Я достала из своего стола все Люсины записи и фотографии с его
надписями, которые он привез мне из Сталинграда. Тут были и его записные
книжки, и наброски рассказов, и один новый сценарий о Шостаковиче. Тут было
и длинное печальное прощальное письмо Люси, которое он дал мне в день
рождения -- на память о нем.
"А я люблю его!" -- сказала, наконец, я, обретя дар речи. "Любишь!" --
выкрикнул отец с невыразимой злостью к самому этому слову -- и я получила
две пощечины, -- впервые в своей жизни. "Подумайте, няня, до чего она
дошла!" -- он не мог больше сдерживаться, -- "Идет такая война, а она
занята....!" и он произнес грубые мужицкие слова, -- других слов он не
находил...
"Нет, нет, нет" -- повторяла моя няня, стоя в углу и отмахиваясь от
чего-то страшного пухлой своей рукой, -- "Нет, нет, нет!"

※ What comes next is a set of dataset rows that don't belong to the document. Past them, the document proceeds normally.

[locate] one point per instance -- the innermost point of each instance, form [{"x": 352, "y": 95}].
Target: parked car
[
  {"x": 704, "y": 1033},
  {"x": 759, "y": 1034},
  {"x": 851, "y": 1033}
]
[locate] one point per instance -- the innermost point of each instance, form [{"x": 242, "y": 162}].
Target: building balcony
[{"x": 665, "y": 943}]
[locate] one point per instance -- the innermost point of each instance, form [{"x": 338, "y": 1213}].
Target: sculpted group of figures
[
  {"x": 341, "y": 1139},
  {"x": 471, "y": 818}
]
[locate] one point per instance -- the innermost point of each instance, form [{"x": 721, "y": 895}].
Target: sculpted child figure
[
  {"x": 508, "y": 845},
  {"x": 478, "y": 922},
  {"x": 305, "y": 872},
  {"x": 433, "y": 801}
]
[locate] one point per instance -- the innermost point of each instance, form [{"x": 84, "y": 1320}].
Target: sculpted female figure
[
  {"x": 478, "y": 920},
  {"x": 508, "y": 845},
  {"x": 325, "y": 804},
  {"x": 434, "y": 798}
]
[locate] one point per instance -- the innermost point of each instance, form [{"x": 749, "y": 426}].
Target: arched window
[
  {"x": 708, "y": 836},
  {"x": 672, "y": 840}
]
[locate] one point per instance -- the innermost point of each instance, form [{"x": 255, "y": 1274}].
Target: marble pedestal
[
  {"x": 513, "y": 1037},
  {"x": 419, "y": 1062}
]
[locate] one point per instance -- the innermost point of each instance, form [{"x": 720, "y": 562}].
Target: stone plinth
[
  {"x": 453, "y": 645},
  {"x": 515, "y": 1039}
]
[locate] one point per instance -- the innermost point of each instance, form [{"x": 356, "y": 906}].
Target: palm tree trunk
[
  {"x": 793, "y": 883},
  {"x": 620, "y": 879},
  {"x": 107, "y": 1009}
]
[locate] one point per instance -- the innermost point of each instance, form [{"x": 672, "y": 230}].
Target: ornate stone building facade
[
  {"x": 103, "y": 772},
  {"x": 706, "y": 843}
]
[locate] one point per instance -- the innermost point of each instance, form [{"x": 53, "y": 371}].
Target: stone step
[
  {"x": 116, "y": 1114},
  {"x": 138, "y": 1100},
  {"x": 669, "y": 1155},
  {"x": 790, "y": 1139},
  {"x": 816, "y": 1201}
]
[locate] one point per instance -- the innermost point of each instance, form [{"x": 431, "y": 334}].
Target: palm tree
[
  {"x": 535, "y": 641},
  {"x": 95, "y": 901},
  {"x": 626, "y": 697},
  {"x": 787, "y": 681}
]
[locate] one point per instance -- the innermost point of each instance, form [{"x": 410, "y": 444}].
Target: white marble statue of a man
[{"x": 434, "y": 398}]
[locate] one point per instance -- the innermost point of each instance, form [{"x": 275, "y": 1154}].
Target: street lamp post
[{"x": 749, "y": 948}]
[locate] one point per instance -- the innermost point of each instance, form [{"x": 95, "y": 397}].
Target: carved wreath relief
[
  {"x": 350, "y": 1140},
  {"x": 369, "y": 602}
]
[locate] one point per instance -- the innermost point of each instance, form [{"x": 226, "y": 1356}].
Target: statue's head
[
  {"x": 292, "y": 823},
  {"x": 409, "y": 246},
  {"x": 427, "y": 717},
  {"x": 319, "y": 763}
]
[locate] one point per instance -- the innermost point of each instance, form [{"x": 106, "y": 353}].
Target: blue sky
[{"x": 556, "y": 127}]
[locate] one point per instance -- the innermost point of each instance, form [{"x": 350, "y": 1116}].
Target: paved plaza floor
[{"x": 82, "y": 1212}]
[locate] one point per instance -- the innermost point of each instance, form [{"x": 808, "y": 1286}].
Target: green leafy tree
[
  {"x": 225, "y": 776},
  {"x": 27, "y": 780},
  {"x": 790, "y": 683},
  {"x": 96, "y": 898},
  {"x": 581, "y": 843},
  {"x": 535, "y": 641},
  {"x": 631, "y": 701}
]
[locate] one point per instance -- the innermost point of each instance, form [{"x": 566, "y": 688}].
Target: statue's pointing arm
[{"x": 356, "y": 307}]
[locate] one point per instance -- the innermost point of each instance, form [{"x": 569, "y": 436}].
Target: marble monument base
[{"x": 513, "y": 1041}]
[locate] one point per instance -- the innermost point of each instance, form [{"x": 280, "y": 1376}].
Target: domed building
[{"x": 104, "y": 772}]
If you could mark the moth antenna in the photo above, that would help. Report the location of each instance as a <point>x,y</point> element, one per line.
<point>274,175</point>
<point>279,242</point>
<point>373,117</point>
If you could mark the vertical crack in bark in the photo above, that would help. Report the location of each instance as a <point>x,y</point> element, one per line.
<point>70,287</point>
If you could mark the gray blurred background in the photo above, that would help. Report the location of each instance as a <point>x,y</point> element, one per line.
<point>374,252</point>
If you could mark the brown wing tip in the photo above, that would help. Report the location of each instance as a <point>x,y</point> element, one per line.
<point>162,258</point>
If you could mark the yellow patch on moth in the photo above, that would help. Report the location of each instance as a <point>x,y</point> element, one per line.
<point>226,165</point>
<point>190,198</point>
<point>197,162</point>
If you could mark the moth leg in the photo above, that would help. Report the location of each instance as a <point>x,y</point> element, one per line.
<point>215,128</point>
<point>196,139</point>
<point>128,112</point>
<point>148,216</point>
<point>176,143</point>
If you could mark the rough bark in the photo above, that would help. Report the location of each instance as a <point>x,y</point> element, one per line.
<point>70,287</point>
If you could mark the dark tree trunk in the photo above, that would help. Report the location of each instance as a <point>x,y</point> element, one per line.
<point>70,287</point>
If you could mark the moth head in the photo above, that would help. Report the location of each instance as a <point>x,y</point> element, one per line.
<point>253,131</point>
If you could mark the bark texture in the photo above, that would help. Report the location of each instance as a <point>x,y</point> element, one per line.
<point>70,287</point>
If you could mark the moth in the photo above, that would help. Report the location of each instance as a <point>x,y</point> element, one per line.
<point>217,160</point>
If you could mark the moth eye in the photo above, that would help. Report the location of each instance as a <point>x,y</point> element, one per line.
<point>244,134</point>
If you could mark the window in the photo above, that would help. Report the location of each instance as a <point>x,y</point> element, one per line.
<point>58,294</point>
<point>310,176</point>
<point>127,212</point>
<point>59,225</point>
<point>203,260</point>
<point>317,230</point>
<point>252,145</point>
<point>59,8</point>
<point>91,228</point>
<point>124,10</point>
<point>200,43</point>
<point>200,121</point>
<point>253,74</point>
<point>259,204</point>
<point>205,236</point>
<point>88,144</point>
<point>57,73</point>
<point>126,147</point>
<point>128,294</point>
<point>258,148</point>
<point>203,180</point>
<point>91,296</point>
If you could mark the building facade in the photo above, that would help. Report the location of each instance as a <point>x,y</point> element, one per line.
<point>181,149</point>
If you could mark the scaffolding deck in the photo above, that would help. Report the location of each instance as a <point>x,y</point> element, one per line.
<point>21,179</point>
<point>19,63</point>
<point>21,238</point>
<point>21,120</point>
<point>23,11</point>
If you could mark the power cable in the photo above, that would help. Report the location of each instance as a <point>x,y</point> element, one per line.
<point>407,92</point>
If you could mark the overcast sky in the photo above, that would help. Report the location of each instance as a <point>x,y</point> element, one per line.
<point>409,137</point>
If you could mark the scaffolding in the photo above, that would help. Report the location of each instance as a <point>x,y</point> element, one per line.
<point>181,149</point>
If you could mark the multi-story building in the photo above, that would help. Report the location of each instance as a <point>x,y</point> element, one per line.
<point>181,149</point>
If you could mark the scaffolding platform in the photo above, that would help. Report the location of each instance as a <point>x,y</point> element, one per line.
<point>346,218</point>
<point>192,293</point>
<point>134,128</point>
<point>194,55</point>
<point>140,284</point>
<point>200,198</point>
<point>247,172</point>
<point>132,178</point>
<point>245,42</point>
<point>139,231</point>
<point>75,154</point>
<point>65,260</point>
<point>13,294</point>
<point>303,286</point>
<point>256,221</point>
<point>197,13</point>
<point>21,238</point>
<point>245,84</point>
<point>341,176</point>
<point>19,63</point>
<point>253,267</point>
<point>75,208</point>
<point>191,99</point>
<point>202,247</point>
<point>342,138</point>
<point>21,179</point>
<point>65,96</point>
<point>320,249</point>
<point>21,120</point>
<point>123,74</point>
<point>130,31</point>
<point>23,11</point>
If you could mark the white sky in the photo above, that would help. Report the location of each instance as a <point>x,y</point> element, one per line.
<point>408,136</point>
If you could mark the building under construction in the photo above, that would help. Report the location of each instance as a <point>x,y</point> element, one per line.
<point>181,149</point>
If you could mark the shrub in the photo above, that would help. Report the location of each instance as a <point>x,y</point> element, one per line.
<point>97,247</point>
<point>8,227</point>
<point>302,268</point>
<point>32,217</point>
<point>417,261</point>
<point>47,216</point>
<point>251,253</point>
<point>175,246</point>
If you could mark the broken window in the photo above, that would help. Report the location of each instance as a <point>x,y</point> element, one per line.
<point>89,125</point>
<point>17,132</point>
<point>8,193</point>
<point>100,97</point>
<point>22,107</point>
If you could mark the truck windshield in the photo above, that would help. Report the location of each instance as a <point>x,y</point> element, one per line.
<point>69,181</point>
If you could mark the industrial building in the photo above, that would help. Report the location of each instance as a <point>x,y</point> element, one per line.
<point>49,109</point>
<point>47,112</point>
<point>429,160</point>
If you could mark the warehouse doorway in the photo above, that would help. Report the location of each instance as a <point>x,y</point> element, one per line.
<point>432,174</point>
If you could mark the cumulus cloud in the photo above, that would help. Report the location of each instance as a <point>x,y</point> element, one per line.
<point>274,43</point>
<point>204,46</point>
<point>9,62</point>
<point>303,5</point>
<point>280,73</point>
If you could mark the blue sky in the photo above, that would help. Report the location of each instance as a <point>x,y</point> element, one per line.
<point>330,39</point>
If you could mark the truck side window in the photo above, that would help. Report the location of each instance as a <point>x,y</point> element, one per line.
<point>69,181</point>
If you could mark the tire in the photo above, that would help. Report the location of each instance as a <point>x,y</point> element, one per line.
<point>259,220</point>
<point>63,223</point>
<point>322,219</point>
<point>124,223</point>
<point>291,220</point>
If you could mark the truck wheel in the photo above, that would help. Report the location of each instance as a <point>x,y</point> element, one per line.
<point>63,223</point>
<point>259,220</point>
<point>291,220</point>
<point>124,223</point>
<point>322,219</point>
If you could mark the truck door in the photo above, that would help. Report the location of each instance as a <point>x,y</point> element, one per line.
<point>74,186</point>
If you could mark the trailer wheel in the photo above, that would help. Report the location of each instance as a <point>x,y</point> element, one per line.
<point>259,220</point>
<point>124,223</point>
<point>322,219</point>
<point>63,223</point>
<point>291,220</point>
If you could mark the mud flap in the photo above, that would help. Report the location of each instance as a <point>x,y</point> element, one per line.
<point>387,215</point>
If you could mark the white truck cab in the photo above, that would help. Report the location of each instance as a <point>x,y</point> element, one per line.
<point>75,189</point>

"Как так -- нет?!" -- не унимался отец, хотя после пощечин он уже
выдохся и стал говорить спокойнее, -- "Как так нет, я все знаю!" И, взглянув
на меня, произнес то, что сразило меня наповал: "Ты бы посмотрела на себя --
кому ты нужна?! У него кругом бабы, дура!" И ушел к себе в столовую, забрав
все, чтобы прочитать своими глазами.
...
Весной 1944 года я вышла замуж. Мой первый муж, студент, как и я, был
знакомый мне еще давно, -- мы учились в одной и той же школе. Он был еврей,
и это не устраивало моего отца. Но он как-то смирился с этим, ему не
хотелось опять перегибать палку, -- и поэтому он дал мне согласие на этот
брак.
Я ездила к отцу специально для разговора об этом шаге. С ним вообще
стало трудно говорить. Он был раз и навсегда мной недоволен, он был во мне
разочарован.
Был май, все цвело кругом у него на даче -- кипела черемуха, было тихо,
пчелы жужжали... "Значит, замуж хочешь?" -- сказал он. Потом долго молчал,
смотрел на деревья... "Да, весна...", -- сказал он вдруг. И добавил: "Черт с
тобой, делай, что хочешь..."
В этой фразе было очень много. Она означала, что он не будет
препятствовать, и благодаря этому мы три года прожили безбедно, имели
возможность оба спокойно учиться. Я беззаботно родила ребенка и не думала о
нем -- его растили две няни -- моя и та, которая вырастила Яшину Гулю, мою
племянницу.
Только на одном отец настоял -- чтобы мой муж не появлялся у него в
доме. Нам дали квартиру в городе, -- да мы были и довольны этим... И лишь
одного он нас лишил -- своего радушия, любви, человеческого отношения. Он ни
разу не встретился с моим первым мужем, и твердо сказал, что этого не будет.
"Слишком он расчетлив, твой молодой человек"... -- говорил он мне.
"Смотри-ка, на фронте ведь страшно, там стреляют, -- а он, видишь, в тылу
окопался..." Я молчала и не настаивала на встрече, она плохо бы кончилась...
...
9-го мая 1945 года, когда по радио объявили о конце войны, -- я
позвонила отцу. Было раннее утро. Я ужасно волновалась, -- в Москве было
шумно, весело, уже все знали о победе... "Папа, поздравляю тебя, победа!" --
смогла только сказать я, и мне захотелось плакать.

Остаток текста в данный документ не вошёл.